Master's Thesis HU Xiaolin

 

Optimal Design of Decentralized Energy Conversion Units for Smart Microgrids

In this thesis, a mixed integer linear programming (MILP) model is created for optimal design (i.e..
technology selection and sizing, scheduling) of microgrid that meets the electricity and heat demand
of a cluster of residential buildings. The objective of the model is minimizing annual costs
which comprise the investment as well as demand- and operation-related costs. The model of
centralized approach is formulated as a whole large scale MILP. It is reformulated based on the
Dantzing-Wolfe decomposition method into a decentralized approach and solved by column generation
algorithm. The results of decentralized approach are compared with the centralized approach
which is used as a benchmark to assess the performance of decentralized approach. The comparison
is done for 4 scenarios with 3-12 buildings.
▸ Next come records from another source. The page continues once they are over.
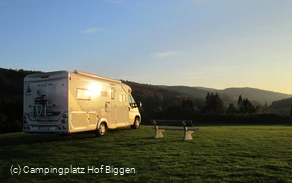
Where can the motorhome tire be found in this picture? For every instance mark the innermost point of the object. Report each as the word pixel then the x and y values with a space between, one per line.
pixel 136 124
pixel 100 131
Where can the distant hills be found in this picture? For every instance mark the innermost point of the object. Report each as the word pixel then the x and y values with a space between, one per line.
pixel 230 95
pixel 11 81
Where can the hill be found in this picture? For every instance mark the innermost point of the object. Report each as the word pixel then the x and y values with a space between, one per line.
pixel 158 101
pixel 282 106
pixel 230 95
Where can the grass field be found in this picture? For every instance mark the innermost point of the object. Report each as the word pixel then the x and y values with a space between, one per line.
pixel 216 154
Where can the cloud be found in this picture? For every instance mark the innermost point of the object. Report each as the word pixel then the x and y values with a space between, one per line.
pixel 115 1
pixel 165 54
pixel 93 30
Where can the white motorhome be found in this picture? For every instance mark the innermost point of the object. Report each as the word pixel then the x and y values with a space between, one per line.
pixel 67 102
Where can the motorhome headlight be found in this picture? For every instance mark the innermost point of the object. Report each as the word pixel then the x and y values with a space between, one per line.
pixel 65 115
pixel 94 90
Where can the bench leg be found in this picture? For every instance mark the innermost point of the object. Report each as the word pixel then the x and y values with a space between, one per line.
pixel 188 135
pixel 158 133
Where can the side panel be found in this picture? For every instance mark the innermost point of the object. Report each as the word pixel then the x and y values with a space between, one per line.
pixel 88 102
pixel 45 103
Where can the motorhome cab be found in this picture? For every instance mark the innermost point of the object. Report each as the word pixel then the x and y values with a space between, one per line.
pixel 67 102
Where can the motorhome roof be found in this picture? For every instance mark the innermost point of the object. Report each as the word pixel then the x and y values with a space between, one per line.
pixel 63 73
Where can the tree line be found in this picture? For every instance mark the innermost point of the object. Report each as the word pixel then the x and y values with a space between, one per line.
pixel 158 103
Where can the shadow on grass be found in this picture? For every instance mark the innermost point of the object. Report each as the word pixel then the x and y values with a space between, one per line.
pixel 26 139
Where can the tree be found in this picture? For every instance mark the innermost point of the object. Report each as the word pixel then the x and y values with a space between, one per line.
pixel 239 104
pixel 231 109
pixel 266 108
pixel 213 103
pixel 187 103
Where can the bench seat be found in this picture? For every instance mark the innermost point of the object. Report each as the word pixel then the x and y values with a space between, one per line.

Then the results of decentralized approach for
concept with microgrid are compared with the results of concept without microgrid to research the
economic and environmental impact of themicrogrid concept.
The results show that the centralized approach provides best coordination with a limited extendability.
The decentralized approach delivers a slightly lower but still good coordination within a
proximate runtime and can be applied to calculate large-scale microgrid. The results also shows
that the microgrid concept provides relatively good economical and environmental performance
for large-scale neighborhood and buildings with high demand.